Le contrôleur zélé lui explique « qu'il ne fait qu'appliquer le règlement », refusant de tenir compte de la situation de handicap manifeste, ajoutant « il fallait faire votre demande à temps ». Nicolas a pourtant déposé son dossier de renouvellement auprès de sa MDPH début juin, quatre mois plus tôt, imaginant que le délai serait suffisant : « C'est un simple renouvellement, explique-t-il. C'est quand même pas aussi compliqué qu'une demande d'aide humaine dans le cadre de la PCH (prestation de compensation du handicap). » Quoi qu'il en soit, la MDPH d'Ille-et-Vilaine a reconnu qu'il avait besoin de la présence d'une tierce-personne 24h sur 24. « Donc, comme par miracle, au 1er novembre, je n'aurais plus besoin d'accompagnant », ironise Nicolas. Carole Guéchi, directrice de l'accessibilité du groupe SNCF, répond dans un tweet que le contrôleur « a bien fait son travail. Tout autre voyageur dans une situation comparable (absence de carte commerciale donnant droit à un tarif réduit par exemple) aurait pris une amende ».
Un peu d'intelligence
« Face à certaines situations, il faut quand même fait preuve d'intelligence, rétorque Nicolas. Les autres contrôleurs voient bien que je suis lourdement handicapé et ne me réclament jamais ma carte. L'un d'entre eux, que j'ai l'habitude de croiser lors de mes voyages, m'a d'ailleurs apporté son soutien public sur les réseaux sociaux ». Peu de temps avant, Nicolas a fait renouveler sa carte de transport, à Rennes, en présentant sa carte, pour le moment périmée, sans que cela ne pose le moindre problème. De retour chez lui, le jeune homme tente de contester sur la page dédiée mais, dans la mesure où il n'a pas écopé d'une « amende », il n'arrive pas à engager cette procédure. Le contrôleur lui avait conseillé de faire valoir ses arguments dans un courrier. Dans sa vidéo, Nicolas assure qu'il « ne se rend pas compte des démarches que l'on peut faire et du temps que cela prend ».
Une simplification indispensable
Une illustration des lourdeurs administratives qui pénalisent sans cesse les personnes en situation de handicap ? Les mesures de simplification promises par le gouvernement ont désormais pour objectif d'éviter ce genre de situation. Elles sont entrées en vigueur le 1er janvier 2019 et permettent aux personnes dont le handicap n'est pas susceptible d'évoluer favorablement de bénéficier de droits à vie. Cela concerne, notamment, la Carte mobilité inclusion (CMI). « Il faut qu'on arrête de demander aux Français de devoir prouver leur handicap jusqu'à dix fois dans leur vie, a expliqué Sophie Cluzel, secrétaire d'État au handicap. On va alléger énormément cette preuve permanente (…) qui crée un sentiment de défiance. » Cette affaire rappelle celle dont le nageur Philippe Croizon a été victime en septembre 2017, obligé, lui, aussi, de justifier de son handicap lors d'un contrôle dans un train (article en lien ci-dessous). Rappelons qu'il est… amputé des quatre membres. Son tweet « TER Rouen Paris quand un contrôleur demande ma carte d'invalidité pour vérifier si je suis bien handicapé ? #triste », avait déclenché une avalanche de réactions, y compris celle de Guillaume Pépy, directeur de la SNCF, qui avait appelé personnellement Philippe Croizon pour lui présenter des excuses au nom de sa société.
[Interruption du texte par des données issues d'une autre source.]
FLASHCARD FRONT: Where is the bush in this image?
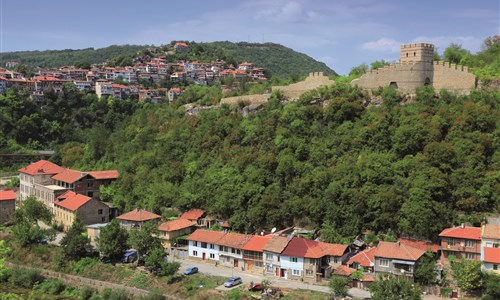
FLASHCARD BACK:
[9,267,44,289]
[35,279,66,295]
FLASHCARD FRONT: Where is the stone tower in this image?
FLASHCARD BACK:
[399,43,434,64]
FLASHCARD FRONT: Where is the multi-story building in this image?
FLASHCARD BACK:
[439,225,481,264]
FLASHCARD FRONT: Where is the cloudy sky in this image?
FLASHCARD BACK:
[0,0,500,74]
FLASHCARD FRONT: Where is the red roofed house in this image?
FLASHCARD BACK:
[439,226,481,264]
[217,232,252,268]
[242,235,272,272]
[54,191,109,230]
[158,219,196,248]
[0,190,16,224]
[187,229,226,263]
[374,242,425,277]
[116,208,161,229]
[481,224,500,275]
[18,160,64,200]
[281,237,348,282]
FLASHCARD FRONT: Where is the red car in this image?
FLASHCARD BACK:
[248,282,262,291]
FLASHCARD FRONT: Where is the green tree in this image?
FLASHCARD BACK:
[128,221,162,255]
[368,276,422,300]
[97,219,129,260]
[451,259,483,291]
[330,276,349,298]
[61,218,91,260]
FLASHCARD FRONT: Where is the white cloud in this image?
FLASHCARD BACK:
[361,38,402,53]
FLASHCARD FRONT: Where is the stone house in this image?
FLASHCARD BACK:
[54,191,109,231]
[481,224,500,275]
[374,241,425,277]
[263,235,291,277]
[158,219,196,248]
[217,232,252,268]
[439,225,481,264]
[18,160,64,200]
[0,190,16,224]
[187,229,226,263]
[116,208,161,230]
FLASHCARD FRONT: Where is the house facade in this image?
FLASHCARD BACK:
[374,241,425,277]
[439,226,481,264]
[187,229,226,263]
[481,224,500,275]
[54,191,109,231]
[0,190,16,224]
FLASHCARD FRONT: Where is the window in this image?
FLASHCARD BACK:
[379,258,389,267]
[465,253,476,260]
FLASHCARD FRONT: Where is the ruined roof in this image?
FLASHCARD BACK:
[158,219,196,231]
[374,242,425,261]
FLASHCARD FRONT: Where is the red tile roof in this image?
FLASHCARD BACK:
[374,242,425,261]
[52,169,87,184]
[187,229,226,244]
[217,232,252,249]
[482,224,500,240]
[0,190,16,201]
[18,160,64,175]
[333,265,356,276]
[347,248,377,268]
[242,235,271,252]
[116,208,161,222]
[439,226,481,240]
[54,191,92,211]
[158,219,196,231]
[484,247,500,264]
[89,170,120,179]
[399,238,439,253]
[180,208,205,220]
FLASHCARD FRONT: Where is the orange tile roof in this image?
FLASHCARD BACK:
[374,242,425,261]
[0,190,16,201]
[484,247,500,264]
[187,229,226,244]
[158,219,196,231]
[52,169,87,183]
[18,160,64,175]
[242,235,272,252]
[54,191,92,211]
[482,224,500,240]
[89,170,120,179]
[180,208,205,220]
[399,238,439,253]
[347,248,377,268]
[333,265,356,276]
[116,208,161,222]
[439,226,481,240]
[217,232,252,249]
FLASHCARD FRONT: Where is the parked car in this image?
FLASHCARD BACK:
[122,250,137,263]
[248,282,263,291]
[183,267,198,275]
[224,277,242,287]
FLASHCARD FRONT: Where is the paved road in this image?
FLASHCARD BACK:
[176,259,370,299]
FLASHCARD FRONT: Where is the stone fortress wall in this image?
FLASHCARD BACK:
[220,72,335,104]
[351,43,476,94]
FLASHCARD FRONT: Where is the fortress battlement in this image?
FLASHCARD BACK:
[400,43,434,49]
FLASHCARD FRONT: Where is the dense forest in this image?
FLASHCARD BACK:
[0,38,500,242]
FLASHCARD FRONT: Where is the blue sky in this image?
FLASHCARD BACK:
[0,0,500,74]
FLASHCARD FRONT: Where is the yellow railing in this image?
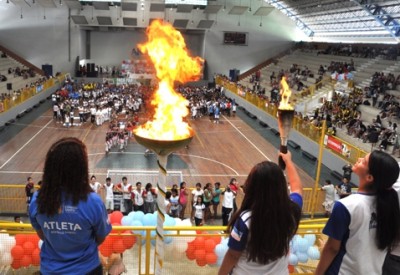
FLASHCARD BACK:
[216,76,368,164]
[0,184,325,217]
[0,75,64,113]
[0,223,326,275]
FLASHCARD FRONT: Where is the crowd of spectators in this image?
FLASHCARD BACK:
[52,81,149,154]
[316,44,398,60]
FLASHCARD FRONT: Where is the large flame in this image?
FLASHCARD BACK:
[135,20,203,140]
[278,77,294,110]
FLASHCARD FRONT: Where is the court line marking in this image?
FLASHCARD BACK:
[0,119,53,169]
[88,152,240,175]
[222,116,271,161]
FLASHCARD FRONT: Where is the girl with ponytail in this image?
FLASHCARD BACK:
[315,151,400,275]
Nicolas aura-t-il droit aux mêmes égards ? En attendant, il se dit déterminé à aller jusqu'au bout et, s'il n'obtient pas gain de cause auprès de la SNCF, il a décidé d'envoyer la note de frais… à sa MDPH. « Après tout, le problème vient de chez eux », conclut-il.
Dernière minute : le groupe SNCF, mobilisé par son président, annonce que le billet sera bien remboursé.